Indians are exasperated with corruption and exhausted by poverty. But therein lies the tension: Ending poverty needs a more adventurous state while ending corruption needs a more accountable one. India has been stuck in a low-level equilibrium of low productivity whose destruction needs more risk-taking; Margaret Thatcher told a cabinet colleague who appointed committees but never got anything done “Your brain is not attached to your backbone”.
There is huge public appetite for blood — accountability — for large frauds in telecom, coal, land, and banks. However, every doctor knows that post mortems have a certainty that prescriptions don’t; any state will freeze if our corruption investigators do not learn how to distinguish between fraud, incompetence, bad luck, and poor judgement. Recent amendments to the Prevention of Corruption Act will protect honest risk-takers but these changes are not enough. The only sustainable solutions for accountability and risk-taking to co-exist in our state are Rationalisation, Institutionalisation and Specialisation. Let’s look at each in more detail.

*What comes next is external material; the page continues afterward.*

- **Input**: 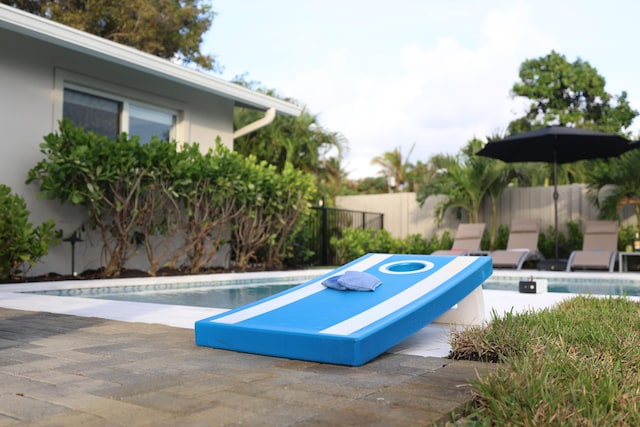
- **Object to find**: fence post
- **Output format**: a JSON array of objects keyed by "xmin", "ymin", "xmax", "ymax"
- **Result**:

Rationalisation means that the Indian state must do less, so it can do more. We don’t need 50 plus central ministries, 200 plus people with the rank of secretary to Government of India, and 300 plus central Public Sector Units. Governing organisations that take large commercial risks with long tails is difficult without active shareholders even in the private sector but almost impossible with the government as shareholder. The diet coke approach to governance — the taste without the calories — has been expensive in government commercial organisations; the potential bad loan write-offs of our public-sector banks exceed 10 years of central government allocation to primary education and Air India’s cumulative losses could double our spending on courts for the next four years. A modern state must focus on healthcare, education, roads and police and this needs doing less; only 25 central ministries and 25 PSUs.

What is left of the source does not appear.